The Magical World of Structs, Typedefs, and Scoping

2016-05-09 - By Robert Elder

Introduction

Updated December 20, 2016: Added a couple new examples.

Updated January 1, 2017: Added another example.

Updated January 24, 2017: Added another example showing how identifiers can change meaning inside a declarator list.

Updated March 16, 2017: Added cases showing necessity of parse-time relationship of typedef redefinition management and the tag namespace hierarchy.

I decided to write this article to force myself to understand all of the complexities related to struct and union declarations, incomplete references, scoping rules and how they interact with the 'typedef' qualifier.
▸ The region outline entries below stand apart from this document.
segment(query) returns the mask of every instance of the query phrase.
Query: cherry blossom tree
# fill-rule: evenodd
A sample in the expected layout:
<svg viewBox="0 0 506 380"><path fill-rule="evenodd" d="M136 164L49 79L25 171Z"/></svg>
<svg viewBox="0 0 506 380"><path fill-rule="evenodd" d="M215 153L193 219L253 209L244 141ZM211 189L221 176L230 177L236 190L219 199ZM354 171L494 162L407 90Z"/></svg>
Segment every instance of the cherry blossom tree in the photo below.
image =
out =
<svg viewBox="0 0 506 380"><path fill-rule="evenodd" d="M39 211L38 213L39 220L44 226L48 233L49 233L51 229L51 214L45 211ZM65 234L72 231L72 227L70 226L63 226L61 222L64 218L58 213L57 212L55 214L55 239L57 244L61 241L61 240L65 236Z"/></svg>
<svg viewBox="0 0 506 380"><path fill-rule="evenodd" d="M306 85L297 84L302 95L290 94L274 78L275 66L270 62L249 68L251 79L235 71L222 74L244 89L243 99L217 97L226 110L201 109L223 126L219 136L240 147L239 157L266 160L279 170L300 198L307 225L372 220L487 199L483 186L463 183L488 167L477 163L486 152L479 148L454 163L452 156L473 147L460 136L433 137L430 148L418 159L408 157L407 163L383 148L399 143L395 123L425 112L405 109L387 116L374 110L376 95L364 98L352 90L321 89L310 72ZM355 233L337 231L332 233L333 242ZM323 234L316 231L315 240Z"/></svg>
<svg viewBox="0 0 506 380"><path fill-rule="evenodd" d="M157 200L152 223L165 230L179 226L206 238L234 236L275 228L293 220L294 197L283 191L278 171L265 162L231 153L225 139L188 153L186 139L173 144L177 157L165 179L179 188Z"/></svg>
If you read about scoping issues with structs, you'll realize that things can get pretty complicated, and to really understand things it is necessary to enumerate a list of compiler test cases. Reading through these test cases is a great alternative to spending a night out at the club, and I hope you have as much fun reading them as I had writing them. This article considers only ISO C89 and all testing was done with gcc and clang. gcc version: (Ubuntu 4.8.4-2ubuntu1~14.04.1) 4.8.4, Ubuntu clang version: 3.4-1ubuntu3 (tags/RELEASE_34/final) (based on LLVM 3.4).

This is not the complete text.